Defendant Felder notes that Criminal Action No. 13-62 contains more charges than Criminal Action No. 13-59, and asserts that the "introduction of evidence pertinent only to the other defendants will leave the jury so confused as to be unable to make an individualized determination' of" his guilt or innocence. Def.'s Resp. (No. 13-59, Doc. 162) at ¶ 5. He argues that he will be prejudiced by the danger of "spillover" if these two cases are joined. Id . The Court understands that it is Mr. Felder's codefendant, Troy Anderson, and not Mr. Felder, who serves as the link between the two criminal actions at issue here. As it is not asserted that Mr. Felder engaged in a conspiracy with any of the defendants in Criminal Action No. 13-62, the Court does not see a significant risk that the jury will be unable to separate the various allegations and proofs. Nonetheless, the Court finds that any potential risk of prejudice to Mr. Felder can be cured by the use of proper and clear limiting instructions. See Zafiro v. United States, 506 U.S. 534, 540 (1993) (finding that limiting instructions will "often suffice to cure any risk of prejudice" resulting from joinder, as "juries are presumed to follow their instructions"). Moreover, any such risk here is far outweighed by the interests of judicial economy. See United States v. Eufrasio, 935 F.2d 553, 568 (3d Cir. 1991) ("The public interest in judicial economy favors joint trials where the same evidence would be presented at separate trials of defendants charged with a single conspiracy."). While Rule 14 permits a Court to order separate trials if consolidation "appears to prejudice a defendant, " the Court disagrees that separate trials are necessary in this case. Fed. R. Crim. P. 14.
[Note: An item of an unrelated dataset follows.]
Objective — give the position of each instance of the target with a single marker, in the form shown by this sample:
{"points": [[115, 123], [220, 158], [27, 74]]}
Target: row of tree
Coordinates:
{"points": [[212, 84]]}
Mr. Felder further argues that consolidation would unduly delay his trial. The constraints of the Speedy Trial Act are being diligently followed by the Court, and Mr. Felder's statutory and constitutional rights to a speedy trial, as defined in the law, will be honored with or without an order of consolidation.
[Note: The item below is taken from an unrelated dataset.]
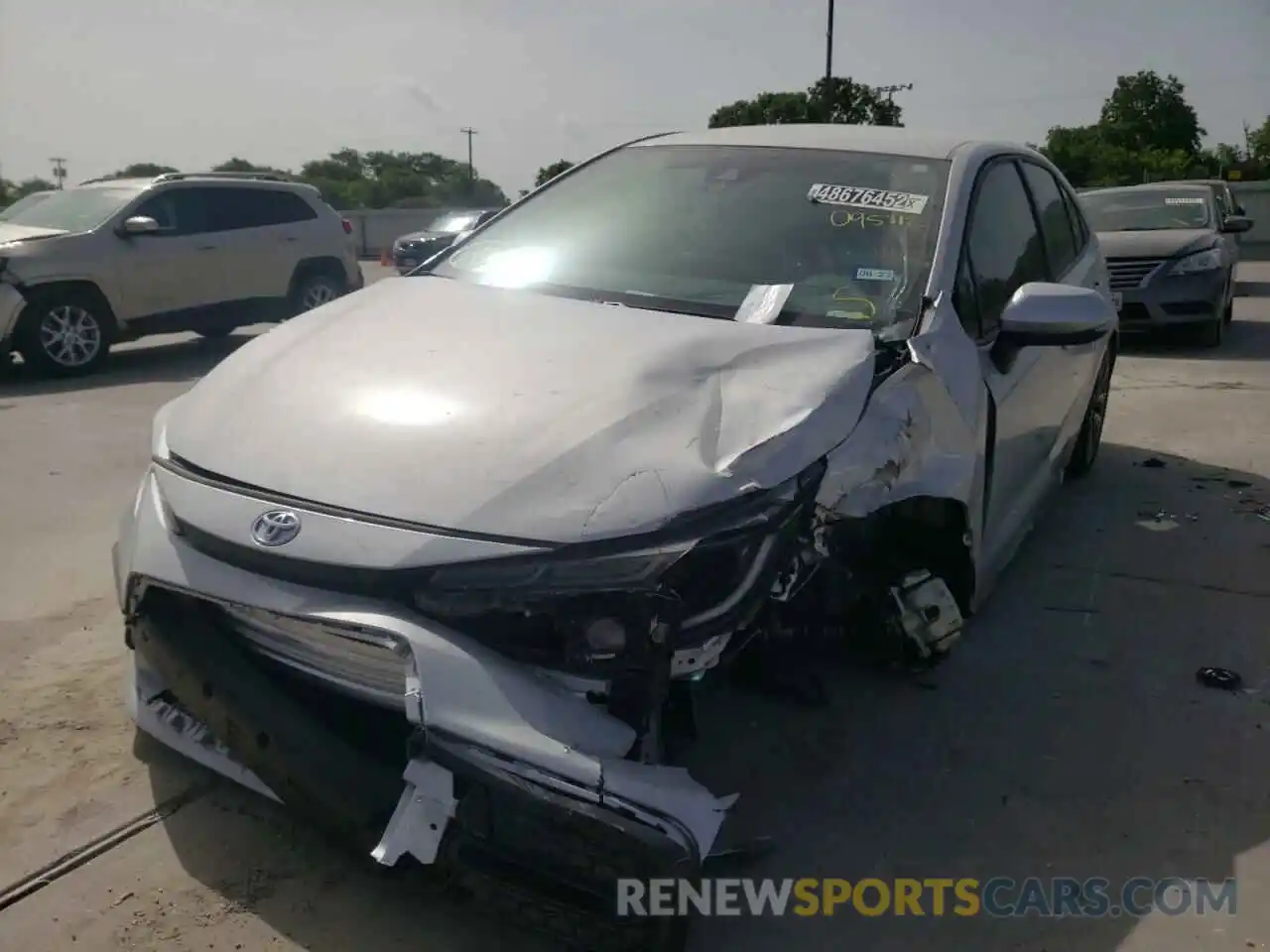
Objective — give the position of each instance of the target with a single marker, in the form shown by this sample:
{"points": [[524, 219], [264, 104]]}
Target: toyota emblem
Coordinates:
{"points": [[276, 527]]}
The Court notes that the arguments of Defendant Diassandai Serrano do not undermine the government's Motion to Consolidate. However, Mr. Serrano's arguments may raise the question of whether his case should be severed from that of his codefendants entirely. Counsel for Mr. Serrano and the government are encouraged to confer to determine whether an agreement on that issue can be reached prior to briefing.
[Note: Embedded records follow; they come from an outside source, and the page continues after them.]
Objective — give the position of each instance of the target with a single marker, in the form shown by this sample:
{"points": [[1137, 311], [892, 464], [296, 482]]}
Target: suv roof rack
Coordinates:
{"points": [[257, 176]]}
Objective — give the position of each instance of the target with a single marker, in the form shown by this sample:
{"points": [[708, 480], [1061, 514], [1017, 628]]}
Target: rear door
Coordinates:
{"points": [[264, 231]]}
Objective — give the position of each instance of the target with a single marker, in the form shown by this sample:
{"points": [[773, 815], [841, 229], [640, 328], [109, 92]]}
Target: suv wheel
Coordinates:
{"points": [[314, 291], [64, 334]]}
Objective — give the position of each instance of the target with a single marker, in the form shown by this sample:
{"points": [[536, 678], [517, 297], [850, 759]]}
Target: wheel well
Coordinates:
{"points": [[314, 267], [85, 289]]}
For the reasons stated above, the Government's Motions to Consolidate in Criminal Action Nos. 13-59 (Doc. 157) and 13-62 (Doc. 365) are hereby GRANTED.
To the extent that this joinder creates, in the opinion of defense counsel, a need to file additional pre-trial motions stemming from the consolidation of the cases only, the deadline for those motions is January 5, 2015. The Government's response to any such motion is due on or before January 19, 2015.